1. C/C++ functions and variables can be declared repeatedly. Conditional judgment is to prevent unnecessary functions from being declared, causing conflicts.
It is to avoid repeated compilation, not to solve repeated declarations.
2. #pragma once The same file will not be compiled multiple times. Note that the same file mentioned here refers to one physical file, not two files with the same content.
C/C++ does not have the requirement that each class corresponds to one file like Java, so even if #pragma once is used, conditional judgments should be added to the header file.
#include can include not only h files, but also other types of files.
It is indeed possible to generate an executable file that contains the same header file multiple times. Let me give you a poor example:
foo.h:
a = 43;
foo.c:
static int foo(void)
{
int a;
#include "foo.h"
return a;
}
int main(void)
{
int a;
int b;
#include "foo.h"
b = foo();
printf("a is %d, b is %d\n", a, b);
return 0;
}
If the preprocessor automatically includes the header file only once, then variable a will not be initialized.
In actual projects, you can still see that some very large data is placed in a file, and then #include the file's value assigned to a variable.
There are also examples of including a c file, such as redis.

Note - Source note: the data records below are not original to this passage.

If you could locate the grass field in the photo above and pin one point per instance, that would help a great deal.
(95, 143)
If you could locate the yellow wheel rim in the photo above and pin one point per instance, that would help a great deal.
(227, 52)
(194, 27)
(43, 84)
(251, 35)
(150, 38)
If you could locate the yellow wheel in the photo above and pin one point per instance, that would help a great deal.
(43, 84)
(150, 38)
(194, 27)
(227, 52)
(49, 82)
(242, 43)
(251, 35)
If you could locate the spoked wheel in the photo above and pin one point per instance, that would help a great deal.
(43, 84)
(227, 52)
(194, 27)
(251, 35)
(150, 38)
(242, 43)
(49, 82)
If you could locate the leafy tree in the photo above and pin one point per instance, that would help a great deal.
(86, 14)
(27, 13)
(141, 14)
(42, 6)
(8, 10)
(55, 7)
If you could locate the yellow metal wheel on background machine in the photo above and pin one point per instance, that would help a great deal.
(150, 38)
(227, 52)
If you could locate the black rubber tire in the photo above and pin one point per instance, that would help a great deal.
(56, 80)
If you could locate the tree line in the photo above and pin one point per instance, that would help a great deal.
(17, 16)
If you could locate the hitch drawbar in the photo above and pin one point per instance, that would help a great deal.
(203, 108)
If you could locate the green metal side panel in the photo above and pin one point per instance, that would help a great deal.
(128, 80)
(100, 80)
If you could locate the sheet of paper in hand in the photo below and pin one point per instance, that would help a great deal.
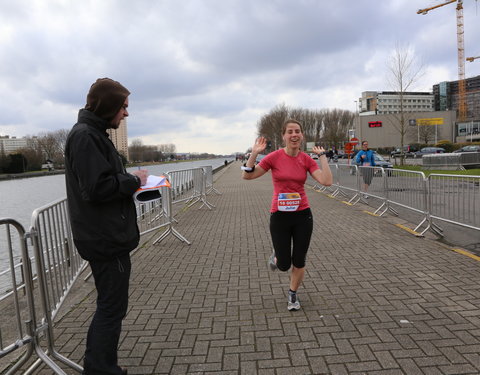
(151, 190)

Another function is that sometimes a header file will be included by other header files, such as
types.h is included by header_a.h and header_b.h. When a C file contains both header_a.h and header_b.h, if there is no #ifdef/#define/#endif, then types.h will be included twice. , so that statements such as typedef unsigned int uint32_t; in types.h will appear twice in the same c file, and the compiler will expose warnings or errors such as redefinition of typedef 'foobar'.
Many projects need to include the same header file multiple times. It turns out that I have seen the header file of flascc. A certain header file is included by another no less than five times. Generally, the macro definition is modified in B to include A, and the macro definition is modified again to include A again.

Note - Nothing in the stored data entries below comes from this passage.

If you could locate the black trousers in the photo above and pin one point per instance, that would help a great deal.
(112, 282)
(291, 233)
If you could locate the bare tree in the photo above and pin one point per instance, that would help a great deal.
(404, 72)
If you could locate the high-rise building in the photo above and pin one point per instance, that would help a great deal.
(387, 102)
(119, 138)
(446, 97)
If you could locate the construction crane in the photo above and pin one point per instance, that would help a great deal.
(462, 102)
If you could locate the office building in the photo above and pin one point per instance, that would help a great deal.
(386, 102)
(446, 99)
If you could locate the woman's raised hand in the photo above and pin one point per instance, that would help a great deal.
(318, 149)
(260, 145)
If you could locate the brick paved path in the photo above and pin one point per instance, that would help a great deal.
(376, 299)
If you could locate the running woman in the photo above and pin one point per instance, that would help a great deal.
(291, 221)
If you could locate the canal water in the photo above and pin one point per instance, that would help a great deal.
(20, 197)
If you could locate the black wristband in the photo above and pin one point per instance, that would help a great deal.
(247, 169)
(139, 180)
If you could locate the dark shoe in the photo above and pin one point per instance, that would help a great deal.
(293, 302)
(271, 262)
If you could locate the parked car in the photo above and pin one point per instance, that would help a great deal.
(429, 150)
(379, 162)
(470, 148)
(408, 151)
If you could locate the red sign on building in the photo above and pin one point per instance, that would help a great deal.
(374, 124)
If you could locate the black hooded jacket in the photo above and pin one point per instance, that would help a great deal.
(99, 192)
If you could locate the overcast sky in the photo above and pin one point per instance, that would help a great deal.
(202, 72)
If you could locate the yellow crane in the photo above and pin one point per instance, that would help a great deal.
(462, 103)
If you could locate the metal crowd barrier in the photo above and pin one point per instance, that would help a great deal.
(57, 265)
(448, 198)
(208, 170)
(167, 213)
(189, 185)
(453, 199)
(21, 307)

1. C/C++ functions and variables can be declared repeatedly. Conditional judgment is to prevent unnecessary functions from being declared, causing conflicts.
It is to avoid repeated compilation, not to solve repeated declarations.
2.
#pragma once
The same file will not be compiled multiple times. Note that the same file mentioned here refers to one physical file, not two files with the same content.C/C++ does not have the requirement that each class corresponds to one file like Java, so even if
#pragma once
is used, conditional judgments should be added to the header file.#include
can include not only h files, but also other types of files.It is indeed possible to generate an executable file that contains the same header file multiple times. Let me give you a poor example:
foo.h:
foo.c:
If the preprocessor automatically includes the header file only once, then variable a will not be initialized.

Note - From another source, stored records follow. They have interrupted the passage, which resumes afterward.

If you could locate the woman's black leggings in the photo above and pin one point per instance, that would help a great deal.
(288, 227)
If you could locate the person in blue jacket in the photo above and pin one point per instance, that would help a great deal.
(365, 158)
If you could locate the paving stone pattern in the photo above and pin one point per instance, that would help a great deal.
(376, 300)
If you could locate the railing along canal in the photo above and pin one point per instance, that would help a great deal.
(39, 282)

In actual projects, you can still see that some very large data is placed in a file, and then #include the file's value assigned to a variable.
There are also examples of including a c file, such as redis.
Another function is that sometimes a header file will be included by other header files, such as
types.h is included by header_a.h and header_b.h. When a C file contains both header_a.h and header_b.h, if there is no #ifdef/#define/#endif, then types.h will be included twice. , so that statements such as typedef unsigned int uint32_t; in types.h will appear twice in the same c file, and the compiler will expose warnings or errors such as redefinition of typedef 'foobar'.
Many projects need to include the same header file multiple times. It turns out that I have seen the header file of flascc. A certain header file is included by another no less than five times. Generally, the macro definition is modified in B to include A, and the macro definition is modified again to include A again.